This month’s Journalism Workshops on Producing a Personality Piece were taught by Gina Chen, a veteran newspaper journalist who is studying for a communications Ph.D at the S.I. Newhouse School of Public Communications at Syracuse University.
She has worked at newspapers for 20 years, including the past 15 at The Post-Standard. Since 2007, she was Family Life editor there and blogged about being a mom for the newspaper’s Web site. She currently blogs at Harvard University’s Nieman Journalism Lab.
Gina explained that a personality piece is a profile — a story about a person. It is about someone you want to write about and someone who has done something interesting.
Gina provided several tips for those interested in writing a profile. She suggested to think of why you want to cover your profile subject; what makes them interesting, and why would they be interesting to The Stand’s readers. Good profile subjects are “people who have had an impact on the community or have affected the community,” she said.
Next, jot down questions about what you want to know about that person and what other people may want to know.
She reminded attendees that there are two types of questions:
Close-Ended Questions and Open-Ended Questions
Close-Ended Questions are one that get a yes or no answer. For example if you asked someone, “Do you like dogs?” Then they could respond with either “yes” or “no.”
Better questions for interviews are Open-Ended Questions. These provide more information and more details and are usually joined with follow-up questions and lead to even more questions. And it’s easy to transform a Close-Ended Question into an Open-Ended Question: you can add the word Why to the end of your question. Or ask the profile to describe what they saw, how they felt, why they did something, etc.
Other good questions are to ask people to think of their Most Interesting Moment, Favorite Activity/Project, etc. This forces them to think of something specific and then describe it.
A final technique Gina mentioned was Reflective Listening. If while you are interviewing someone and they say something you didn’t quite hear or understand, you simply ask: “Can you repeat that last part?” Or if you are taking notes and listening, but are not sure you understood something clearly, you can ask: “So what I understand you to mean is ______?” The person being interviewed should not mind this, because they will appreciate that you are doing everything you can to get correct information.
Now after you have finished your interview, you must pick and choose the most important and interesting points to highlight and write about.

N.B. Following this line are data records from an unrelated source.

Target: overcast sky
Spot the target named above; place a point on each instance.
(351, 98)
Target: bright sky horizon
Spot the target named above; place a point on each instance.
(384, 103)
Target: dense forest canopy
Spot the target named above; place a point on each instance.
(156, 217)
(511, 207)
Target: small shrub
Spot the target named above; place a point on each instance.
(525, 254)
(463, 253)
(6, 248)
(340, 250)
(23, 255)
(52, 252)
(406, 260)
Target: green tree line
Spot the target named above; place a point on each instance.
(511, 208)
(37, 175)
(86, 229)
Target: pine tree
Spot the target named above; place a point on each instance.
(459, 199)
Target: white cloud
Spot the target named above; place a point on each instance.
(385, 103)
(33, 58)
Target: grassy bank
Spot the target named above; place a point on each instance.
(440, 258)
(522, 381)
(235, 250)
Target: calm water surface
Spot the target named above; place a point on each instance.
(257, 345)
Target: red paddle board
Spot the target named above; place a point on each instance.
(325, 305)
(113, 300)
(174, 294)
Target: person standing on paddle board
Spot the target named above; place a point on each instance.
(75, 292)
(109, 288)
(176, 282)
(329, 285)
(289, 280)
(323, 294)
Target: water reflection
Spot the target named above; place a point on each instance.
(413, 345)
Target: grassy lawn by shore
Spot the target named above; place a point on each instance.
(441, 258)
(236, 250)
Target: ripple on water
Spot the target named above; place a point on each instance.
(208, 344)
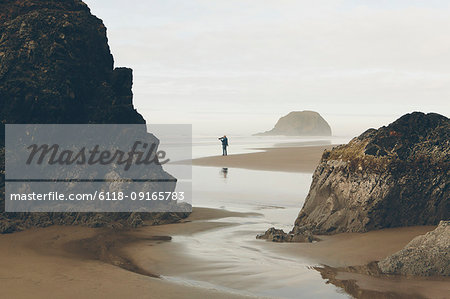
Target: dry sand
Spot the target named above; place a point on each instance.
(80, 262)
(291, 159)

To think of a lead (start of your story), it is best to think, if I was telling my friend about what this story is about, I would say: _____. That most interesting point that you want to share with your friend will likely also interest The Stand’s readers.
Gina said that a profile is like sculpting: “You have to cut away everything that is not important and leave the most descriptive details to provide the best representation of that person.”